Information about nearly any topic can be found on Wikipedia, the popular user-edited online encyclopedia. But the extent and completeness of each entry depends on which of Wikipedia’s 272 language-specific sites is used for the search.
Because its articles can be altered by anyone with an Internet connection, critics accuse Wikipedia of systemic bias and inconsistencies.
These inconsistencies and ever-evolving entries are exactly what Elena Filatova, Ph.D., is using as fodder for new research. An assistant professor of computer science, Filatova is investigating how Wikipedia’s multilinguality can be used for opinion, contradiction and new information detection.
Filatova is an expert in natural language processing (NLP), which uses computer science technology and linguistics techniques to analyze how computers accommodate and alter human languages.

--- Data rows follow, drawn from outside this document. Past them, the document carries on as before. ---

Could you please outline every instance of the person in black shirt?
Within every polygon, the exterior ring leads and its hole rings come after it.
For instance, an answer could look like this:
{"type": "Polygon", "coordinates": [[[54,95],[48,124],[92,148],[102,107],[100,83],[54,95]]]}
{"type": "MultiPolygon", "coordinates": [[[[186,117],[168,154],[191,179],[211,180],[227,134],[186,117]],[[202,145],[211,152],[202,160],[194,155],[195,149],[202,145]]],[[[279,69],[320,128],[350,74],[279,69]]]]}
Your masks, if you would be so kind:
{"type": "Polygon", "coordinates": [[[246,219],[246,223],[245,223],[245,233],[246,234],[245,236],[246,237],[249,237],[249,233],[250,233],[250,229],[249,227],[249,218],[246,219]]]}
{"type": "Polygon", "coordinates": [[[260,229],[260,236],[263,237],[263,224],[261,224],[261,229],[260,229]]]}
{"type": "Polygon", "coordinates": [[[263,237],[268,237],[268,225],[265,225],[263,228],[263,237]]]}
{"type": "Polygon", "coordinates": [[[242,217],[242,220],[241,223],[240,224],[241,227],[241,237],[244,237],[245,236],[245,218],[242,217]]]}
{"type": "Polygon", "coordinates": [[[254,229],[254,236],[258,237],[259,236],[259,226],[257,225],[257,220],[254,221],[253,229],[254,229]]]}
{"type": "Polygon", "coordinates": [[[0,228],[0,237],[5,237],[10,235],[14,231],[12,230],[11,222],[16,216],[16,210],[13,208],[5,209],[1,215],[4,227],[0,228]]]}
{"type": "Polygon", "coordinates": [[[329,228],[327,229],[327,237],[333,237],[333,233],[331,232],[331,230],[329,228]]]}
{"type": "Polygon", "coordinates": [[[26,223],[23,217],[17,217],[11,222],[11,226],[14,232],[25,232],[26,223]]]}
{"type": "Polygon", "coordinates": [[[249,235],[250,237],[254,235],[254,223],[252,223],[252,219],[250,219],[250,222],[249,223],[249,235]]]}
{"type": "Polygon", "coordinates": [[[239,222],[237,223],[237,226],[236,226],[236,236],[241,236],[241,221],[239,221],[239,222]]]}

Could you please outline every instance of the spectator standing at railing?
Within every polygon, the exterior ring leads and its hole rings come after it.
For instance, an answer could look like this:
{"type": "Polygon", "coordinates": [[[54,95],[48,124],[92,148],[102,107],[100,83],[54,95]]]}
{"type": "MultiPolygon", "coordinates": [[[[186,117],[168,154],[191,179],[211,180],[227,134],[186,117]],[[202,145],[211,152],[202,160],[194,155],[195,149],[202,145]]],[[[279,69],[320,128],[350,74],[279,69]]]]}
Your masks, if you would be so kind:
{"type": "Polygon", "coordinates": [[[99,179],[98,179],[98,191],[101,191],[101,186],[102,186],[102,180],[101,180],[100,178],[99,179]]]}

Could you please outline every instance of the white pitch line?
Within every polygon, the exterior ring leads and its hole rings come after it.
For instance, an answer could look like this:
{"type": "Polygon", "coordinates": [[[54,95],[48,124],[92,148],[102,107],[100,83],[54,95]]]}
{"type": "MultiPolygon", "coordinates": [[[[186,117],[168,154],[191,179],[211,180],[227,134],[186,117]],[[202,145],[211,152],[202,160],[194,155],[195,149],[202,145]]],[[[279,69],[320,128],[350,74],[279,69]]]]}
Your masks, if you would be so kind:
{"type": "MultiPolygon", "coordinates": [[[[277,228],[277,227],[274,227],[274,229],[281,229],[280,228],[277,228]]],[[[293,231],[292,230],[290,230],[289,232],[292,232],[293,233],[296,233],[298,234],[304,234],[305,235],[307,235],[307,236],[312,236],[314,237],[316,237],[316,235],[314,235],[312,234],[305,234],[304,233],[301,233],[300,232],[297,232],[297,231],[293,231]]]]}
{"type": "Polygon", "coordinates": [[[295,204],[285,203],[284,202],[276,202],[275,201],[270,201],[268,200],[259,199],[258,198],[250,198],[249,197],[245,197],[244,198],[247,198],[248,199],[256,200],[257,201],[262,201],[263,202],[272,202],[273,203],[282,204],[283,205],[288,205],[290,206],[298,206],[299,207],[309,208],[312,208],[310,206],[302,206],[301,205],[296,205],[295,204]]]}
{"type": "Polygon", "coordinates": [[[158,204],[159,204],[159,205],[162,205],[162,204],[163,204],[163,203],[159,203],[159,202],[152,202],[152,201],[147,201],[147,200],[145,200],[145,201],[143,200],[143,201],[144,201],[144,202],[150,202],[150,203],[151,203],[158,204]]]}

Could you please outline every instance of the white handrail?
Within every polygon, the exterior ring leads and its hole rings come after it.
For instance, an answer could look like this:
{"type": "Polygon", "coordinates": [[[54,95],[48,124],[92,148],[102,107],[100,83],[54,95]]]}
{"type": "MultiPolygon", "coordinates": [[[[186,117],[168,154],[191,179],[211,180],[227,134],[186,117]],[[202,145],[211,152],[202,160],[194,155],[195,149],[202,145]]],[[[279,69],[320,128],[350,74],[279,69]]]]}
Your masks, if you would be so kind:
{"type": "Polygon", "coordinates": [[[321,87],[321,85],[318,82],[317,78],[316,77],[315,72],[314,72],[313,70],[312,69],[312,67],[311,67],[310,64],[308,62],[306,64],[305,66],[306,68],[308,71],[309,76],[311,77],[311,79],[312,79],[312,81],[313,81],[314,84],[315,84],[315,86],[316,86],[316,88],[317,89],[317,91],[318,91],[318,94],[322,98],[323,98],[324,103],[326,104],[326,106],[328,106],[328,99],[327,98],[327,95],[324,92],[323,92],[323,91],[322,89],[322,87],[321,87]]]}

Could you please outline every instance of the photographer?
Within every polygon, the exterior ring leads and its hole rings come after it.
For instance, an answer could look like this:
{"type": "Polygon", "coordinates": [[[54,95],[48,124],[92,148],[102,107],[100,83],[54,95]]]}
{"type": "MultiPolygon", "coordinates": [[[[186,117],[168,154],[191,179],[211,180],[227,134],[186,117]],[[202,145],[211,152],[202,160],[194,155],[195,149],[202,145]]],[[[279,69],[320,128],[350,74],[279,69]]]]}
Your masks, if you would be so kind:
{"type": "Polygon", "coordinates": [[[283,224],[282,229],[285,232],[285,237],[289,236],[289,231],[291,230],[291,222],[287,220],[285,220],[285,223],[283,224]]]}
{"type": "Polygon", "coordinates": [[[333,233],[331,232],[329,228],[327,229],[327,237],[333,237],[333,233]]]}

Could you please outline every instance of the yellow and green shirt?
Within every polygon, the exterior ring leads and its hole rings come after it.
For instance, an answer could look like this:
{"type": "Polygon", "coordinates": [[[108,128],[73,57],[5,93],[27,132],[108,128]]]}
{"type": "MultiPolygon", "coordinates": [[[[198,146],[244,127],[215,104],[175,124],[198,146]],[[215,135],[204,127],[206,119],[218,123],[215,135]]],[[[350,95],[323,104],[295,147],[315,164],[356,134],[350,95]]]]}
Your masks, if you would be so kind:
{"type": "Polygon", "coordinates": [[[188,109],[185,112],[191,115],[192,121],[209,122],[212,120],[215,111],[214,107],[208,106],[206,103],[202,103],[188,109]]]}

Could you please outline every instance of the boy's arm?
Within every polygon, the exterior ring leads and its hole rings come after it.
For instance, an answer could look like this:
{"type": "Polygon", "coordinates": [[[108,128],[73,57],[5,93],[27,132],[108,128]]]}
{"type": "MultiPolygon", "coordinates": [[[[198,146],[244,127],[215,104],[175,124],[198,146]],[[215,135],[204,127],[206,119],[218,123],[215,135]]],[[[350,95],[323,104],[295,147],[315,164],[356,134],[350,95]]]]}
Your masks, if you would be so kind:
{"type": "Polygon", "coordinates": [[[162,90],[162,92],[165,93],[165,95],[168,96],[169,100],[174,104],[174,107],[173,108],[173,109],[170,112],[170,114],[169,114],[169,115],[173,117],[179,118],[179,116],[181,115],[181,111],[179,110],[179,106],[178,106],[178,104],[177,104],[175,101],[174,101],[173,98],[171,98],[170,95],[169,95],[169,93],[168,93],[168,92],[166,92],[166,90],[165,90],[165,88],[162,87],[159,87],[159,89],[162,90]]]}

For 50 years, NLP researchers have been testing computers’ ability to translate languages by using parallel documents—such as European parliament proceedings—in which one language is translated into several other languages with the goal of preserving the information in the source document.
Recently, researchers have begun to study parallel texts in which each version is not a direct translation, such as the different language-based Wikipedia sites.
“These entries are not identical; they can vary greatly in terms of description length and information choice,” Filatova said. “Keeping these peculiarities in mind is necessary while using multilingual Wikipedia for training and testing NLP applications.”
By using the translation feature on the Google search engine, Filatova compared entries of 50 well-known people on the English version of Wikipedia with entries written in other languages.
“The assumption was whatever was repeated in many languages was important and whatever was only mentioned in one language would be less important,” Filatova said. “That isn’t quite accurate.”
Take Babe Ruth. Wikipedia’s English site features a long article with plenty of photos and information about Ruth’s early years; joining the Baltimore Orioles as a teenager; his Major League career, including his time with the Boston Red Sox; his emergence as a hitter; being sold to the New York Yankees; and his record with the Yankees from 1920 to 1925. There isn’t a dearth of information on “the Bambino.”
The Italian entry contains a moderate amount of information about Ruth, including his nickname: “George Herman Ruth detto “Babe” (Baltimora, 6 febbraio 1895 – New York, 16 agosto 1948) conosciuto anche con il soprannome “Il bambino.” The Finnish version, however, contains a few two-sentence paragraphs.
“Basically, it shows that the Italian-language community is not so interested in Ruth, and that Wikipedia articles are not direct translations,” Filatova said. “But if they are not translations, do the volunteers who collaboratively edit the articles add something else?”
She found that Wikipedia contributors do indeed bring something to the articles—bias.
According to the English Wikipedia, the Battle of Borodino was fought on September 7, 1812, and was the largest and bloodiest single-day action of the French invasion of Russia, involving more than 250,000 troops and resulting in at least 70,000 casualties. The English entry indicates that the Russian army retreated and names the French as victors.
Not according to the Italian version, which names Russia as the victor. Meanwhile, the Russian Wikipedia fails to indicate which army prevailed.
“Those who contribute to Wikipedia generally tend to be neutral, but by using certain words, they inevitably inflict opinion,” Filatova said. “In the Italian entry for this battle, they include a different set of participants, such as the Kingdom of Naples. For some reason, it was important for Italian contributors to include that.”
Filatova also found that even though the English Wikipedia is by far the largest—with 3.2 million entries—it may not be the most comprehensive.
“For example, the International Center of Photography in New York has an exhibition devoted to the work of the reclusive and mysterious Czech photographer Miroslav Tichy,” Filatova said. “After visiting this exhibition, I wanted to find more information about this artist and, interestingly, English Wikipedia does not have an article about him.”
Yet the Czech, German, Polish and French Wikipedia sites do.
“This could be because the English-speaking community does not have enough interest in Tichy, or perhaps people from the English-speaking community who are interested in Tichy are not Wikipedia contributors,” Filatova said.
“Overall, different communities speaking different languages have different interests, opinions and world perception. In my research so far, I’ve dealt with identifying similarities in the information reported in Wikipedia by communities speaking different languages,” Filatova said.
“In the future, I plan to work on identifying differences in the information reported by communities speaking different languages.”